![Rust](https://github.com/Byron/github-star-counter/workflows/Rust/badge.svg)
[![Crates.io](https://img.shields.io/crates/v/github-star-counter.svg)](https://crates.io/crates/github-star-counter)


This program is made just for trying async-await code in the current ecosystem.
It features the following capabilities:

 * do https requests
 * do multiple requests at a time, one per page
 * use async closures

The code was done synchronously first, and then moved to async with a surprisingly small amount of
changes.
It was interesting to see how the [`async` constructs](https://github.com/Byron/github-star-counter/blob/e3746b9182a28a9e9a9e8dd55cdb660f6b1b97df/src/lib.rs#L90)
allow to control parallelism precisely, to the point where I was able to design interdependent
futures to match the data dependency. That way, things run concurrently when they can run concurrently, 
which can be visualized neatly with a dependency graph.

The greatest difficulties were around getting https to work. Besides, it's clearly a learning process
to understand the implications of futures better. Constructs with `async` tend to _look_ synchronous,
but show their teeth with closures and ownership. Everything is solvable, just own everything, yet I think
more borrowing will be enabled once `async` lands on _stable_.

Something I absolutely agree with is the [statements in the async book](https://rust-lang.github.io/async-book/01_getting_started/02_why_async.html)
which indicate that not everything needs to be async. Personally, I would probably start `sync`, and
wait for performance requirements to change before making the switch.
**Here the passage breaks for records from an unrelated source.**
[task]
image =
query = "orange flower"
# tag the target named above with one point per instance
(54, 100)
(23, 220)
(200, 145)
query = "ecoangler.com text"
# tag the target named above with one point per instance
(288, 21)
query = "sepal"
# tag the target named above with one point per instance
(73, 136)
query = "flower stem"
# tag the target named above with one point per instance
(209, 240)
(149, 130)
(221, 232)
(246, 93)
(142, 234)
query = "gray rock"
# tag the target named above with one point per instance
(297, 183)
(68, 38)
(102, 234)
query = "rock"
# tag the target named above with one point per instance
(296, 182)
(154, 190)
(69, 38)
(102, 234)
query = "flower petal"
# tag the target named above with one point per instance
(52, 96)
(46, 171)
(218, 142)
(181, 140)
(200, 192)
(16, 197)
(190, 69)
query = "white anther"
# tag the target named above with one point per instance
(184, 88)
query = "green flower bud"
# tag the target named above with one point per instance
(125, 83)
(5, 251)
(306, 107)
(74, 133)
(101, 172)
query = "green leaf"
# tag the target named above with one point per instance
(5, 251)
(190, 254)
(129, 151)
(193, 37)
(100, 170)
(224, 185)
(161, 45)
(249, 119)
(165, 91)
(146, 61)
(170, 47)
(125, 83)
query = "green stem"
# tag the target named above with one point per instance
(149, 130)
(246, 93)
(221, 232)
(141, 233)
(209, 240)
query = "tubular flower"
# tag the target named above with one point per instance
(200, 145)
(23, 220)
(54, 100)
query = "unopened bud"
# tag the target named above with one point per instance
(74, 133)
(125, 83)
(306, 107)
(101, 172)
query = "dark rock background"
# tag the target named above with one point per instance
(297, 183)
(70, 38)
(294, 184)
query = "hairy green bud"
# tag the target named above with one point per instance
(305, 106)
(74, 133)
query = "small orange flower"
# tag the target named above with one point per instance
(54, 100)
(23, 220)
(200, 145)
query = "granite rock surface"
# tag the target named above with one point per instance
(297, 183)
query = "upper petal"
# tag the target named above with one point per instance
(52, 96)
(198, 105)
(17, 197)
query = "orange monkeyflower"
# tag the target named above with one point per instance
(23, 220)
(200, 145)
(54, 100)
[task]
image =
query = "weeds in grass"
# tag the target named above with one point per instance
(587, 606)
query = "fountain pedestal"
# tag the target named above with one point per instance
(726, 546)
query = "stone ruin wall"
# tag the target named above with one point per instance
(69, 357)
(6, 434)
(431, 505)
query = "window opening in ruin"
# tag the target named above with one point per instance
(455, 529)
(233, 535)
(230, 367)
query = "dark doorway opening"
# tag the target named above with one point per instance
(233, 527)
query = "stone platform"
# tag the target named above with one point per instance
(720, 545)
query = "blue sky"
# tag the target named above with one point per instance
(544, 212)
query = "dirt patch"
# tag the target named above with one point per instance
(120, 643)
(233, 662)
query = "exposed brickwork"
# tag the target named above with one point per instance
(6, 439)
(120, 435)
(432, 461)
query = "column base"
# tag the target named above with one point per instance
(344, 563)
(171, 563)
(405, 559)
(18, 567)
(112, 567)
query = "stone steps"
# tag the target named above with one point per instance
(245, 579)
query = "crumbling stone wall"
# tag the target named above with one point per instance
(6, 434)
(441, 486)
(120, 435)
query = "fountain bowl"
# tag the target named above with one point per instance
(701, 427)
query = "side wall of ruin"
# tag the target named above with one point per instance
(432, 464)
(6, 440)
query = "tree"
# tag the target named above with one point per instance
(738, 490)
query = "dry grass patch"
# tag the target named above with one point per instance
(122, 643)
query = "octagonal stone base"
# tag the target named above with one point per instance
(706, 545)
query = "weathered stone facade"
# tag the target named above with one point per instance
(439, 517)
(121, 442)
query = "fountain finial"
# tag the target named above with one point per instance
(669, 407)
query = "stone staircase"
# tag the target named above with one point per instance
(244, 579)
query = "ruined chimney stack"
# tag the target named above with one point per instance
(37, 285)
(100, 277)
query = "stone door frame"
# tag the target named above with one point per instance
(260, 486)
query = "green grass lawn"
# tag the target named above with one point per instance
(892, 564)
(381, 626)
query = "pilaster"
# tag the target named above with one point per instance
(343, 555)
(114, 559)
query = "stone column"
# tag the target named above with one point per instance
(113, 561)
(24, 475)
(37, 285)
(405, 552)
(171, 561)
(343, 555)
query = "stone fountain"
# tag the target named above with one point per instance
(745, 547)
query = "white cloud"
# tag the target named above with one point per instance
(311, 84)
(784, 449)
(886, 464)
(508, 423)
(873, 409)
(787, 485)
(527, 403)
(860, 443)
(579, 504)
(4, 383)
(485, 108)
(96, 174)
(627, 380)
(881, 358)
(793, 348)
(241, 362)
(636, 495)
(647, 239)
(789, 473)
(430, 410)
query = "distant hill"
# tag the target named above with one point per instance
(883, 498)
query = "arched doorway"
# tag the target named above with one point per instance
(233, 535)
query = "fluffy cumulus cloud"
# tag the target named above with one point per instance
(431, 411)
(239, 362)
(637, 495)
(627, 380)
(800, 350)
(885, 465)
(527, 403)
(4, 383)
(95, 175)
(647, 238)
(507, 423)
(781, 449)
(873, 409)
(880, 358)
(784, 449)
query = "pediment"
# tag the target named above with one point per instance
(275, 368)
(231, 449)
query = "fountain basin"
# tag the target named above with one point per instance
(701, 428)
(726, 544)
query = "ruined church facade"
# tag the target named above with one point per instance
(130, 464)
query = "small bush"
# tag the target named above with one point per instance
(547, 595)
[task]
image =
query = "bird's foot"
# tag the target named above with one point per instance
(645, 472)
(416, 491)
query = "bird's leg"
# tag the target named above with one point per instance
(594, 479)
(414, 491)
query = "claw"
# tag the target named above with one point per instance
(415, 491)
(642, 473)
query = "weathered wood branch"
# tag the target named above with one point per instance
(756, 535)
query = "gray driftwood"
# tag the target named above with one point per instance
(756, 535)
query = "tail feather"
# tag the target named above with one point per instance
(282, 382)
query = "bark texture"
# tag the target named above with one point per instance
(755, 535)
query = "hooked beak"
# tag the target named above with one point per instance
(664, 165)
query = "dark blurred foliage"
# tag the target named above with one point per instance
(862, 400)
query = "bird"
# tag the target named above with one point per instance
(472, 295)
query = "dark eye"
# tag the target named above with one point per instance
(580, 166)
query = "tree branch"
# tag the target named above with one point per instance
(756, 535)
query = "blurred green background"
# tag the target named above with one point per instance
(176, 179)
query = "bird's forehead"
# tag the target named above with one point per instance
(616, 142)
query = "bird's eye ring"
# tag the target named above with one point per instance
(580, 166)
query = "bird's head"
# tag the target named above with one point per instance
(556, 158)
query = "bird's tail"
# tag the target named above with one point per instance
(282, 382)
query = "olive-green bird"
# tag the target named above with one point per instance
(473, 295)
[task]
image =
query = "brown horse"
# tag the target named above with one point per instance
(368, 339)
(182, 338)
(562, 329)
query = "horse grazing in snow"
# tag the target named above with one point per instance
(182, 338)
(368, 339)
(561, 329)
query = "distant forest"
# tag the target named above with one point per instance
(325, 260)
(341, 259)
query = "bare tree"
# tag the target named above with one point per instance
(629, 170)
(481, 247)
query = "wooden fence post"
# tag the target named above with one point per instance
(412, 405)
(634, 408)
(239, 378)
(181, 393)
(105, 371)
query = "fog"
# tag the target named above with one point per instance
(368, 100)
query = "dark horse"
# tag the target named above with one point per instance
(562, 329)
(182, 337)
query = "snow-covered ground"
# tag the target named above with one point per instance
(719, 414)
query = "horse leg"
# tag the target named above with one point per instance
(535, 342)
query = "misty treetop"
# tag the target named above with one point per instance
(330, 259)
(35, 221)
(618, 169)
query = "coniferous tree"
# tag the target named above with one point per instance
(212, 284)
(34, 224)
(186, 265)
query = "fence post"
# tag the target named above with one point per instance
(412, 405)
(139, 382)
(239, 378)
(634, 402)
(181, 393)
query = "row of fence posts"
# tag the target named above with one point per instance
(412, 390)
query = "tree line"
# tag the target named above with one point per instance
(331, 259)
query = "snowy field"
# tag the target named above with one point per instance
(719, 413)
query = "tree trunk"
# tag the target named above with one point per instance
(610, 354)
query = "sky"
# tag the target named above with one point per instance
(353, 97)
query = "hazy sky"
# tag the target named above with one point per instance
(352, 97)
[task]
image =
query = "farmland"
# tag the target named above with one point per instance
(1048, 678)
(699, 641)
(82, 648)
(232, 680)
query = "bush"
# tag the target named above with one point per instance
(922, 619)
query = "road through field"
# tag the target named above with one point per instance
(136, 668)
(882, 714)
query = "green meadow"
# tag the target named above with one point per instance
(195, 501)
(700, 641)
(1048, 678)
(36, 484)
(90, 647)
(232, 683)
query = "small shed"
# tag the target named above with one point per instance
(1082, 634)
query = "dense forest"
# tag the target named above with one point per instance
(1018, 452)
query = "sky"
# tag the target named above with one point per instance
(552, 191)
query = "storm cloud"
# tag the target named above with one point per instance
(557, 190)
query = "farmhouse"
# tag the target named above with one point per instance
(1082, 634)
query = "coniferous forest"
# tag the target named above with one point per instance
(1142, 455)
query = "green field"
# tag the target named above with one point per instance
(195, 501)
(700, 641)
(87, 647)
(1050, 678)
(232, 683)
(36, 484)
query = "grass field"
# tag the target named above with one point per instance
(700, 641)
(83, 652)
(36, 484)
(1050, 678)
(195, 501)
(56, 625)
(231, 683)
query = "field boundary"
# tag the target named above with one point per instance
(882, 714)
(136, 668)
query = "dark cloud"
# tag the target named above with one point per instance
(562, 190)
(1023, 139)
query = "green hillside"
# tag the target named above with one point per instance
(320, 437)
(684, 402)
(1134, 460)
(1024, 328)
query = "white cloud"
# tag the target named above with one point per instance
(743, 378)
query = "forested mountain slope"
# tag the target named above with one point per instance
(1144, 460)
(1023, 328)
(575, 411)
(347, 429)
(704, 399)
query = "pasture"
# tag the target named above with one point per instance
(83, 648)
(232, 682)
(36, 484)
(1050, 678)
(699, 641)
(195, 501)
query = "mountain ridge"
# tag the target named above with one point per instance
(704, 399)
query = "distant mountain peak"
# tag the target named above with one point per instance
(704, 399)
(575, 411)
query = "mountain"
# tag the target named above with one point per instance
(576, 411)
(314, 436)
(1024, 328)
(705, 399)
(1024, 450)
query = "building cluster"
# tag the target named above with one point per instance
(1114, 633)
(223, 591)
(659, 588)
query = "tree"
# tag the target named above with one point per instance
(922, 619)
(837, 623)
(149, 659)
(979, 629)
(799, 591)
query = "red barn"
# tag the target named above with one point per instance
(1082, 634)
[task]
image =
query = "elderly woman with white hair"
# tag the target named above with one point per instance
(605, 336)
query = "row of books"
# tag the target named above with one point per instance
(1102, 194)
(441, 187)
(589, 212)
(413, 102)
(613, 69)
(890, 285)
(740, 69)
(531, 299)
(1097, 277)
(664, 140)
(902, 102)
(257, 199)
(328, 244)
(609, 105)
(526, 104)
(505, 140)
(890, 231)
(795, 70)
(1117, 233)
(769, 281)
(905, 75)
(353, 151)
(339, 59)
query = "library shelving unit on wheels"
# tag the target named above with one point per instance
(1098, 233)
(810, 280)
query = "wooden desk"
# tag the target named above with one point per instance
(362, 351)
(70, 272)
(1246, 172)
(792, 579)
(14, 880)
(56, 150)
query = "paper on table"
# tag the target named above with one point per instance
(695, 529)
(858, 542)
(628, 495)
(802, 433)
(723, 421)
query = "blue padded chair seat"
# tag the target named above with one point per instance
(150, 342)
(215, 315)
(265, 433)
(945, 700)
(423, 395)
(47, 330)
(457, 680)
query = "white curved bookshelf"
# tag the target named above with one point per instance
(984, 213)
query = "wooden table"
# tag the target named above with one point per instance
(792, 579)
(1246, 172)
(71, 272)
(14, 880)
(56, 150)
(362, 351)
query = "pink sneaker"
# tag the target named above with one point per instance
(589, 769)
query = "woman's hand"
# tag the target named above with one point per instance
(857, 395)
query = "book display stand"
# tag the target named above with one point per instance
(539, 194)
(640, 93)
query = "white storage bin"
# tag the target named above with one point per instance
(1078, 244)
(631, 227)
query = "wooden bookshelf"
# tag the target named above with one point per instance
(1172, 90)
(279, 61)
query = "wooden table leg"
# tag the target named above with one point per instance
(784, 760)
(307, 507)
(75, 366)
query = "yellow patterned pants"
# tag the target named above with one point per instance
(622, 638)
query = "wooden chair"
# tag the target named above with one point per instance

However, threads I would avoid in _future_,
unless it truly is the simpler solution.

Something I look forward to is to see fully-async libraries emerge, for example, to interact with `git`,
which will probably perform better than existing libraries. _Using_ `async` libraries already is a breeze!

When thinking about the parallelism of this simple application it already becomes evident that one would want to control the amount of in-flight futures. Just imagine
the adverse effects of making too may concurrent connections to the same host, or the limits of resources imposed by the operating system itself. One would want to 
have executors who are aware of what kind of future they are running, and have them limit the amount of concurrently running ones.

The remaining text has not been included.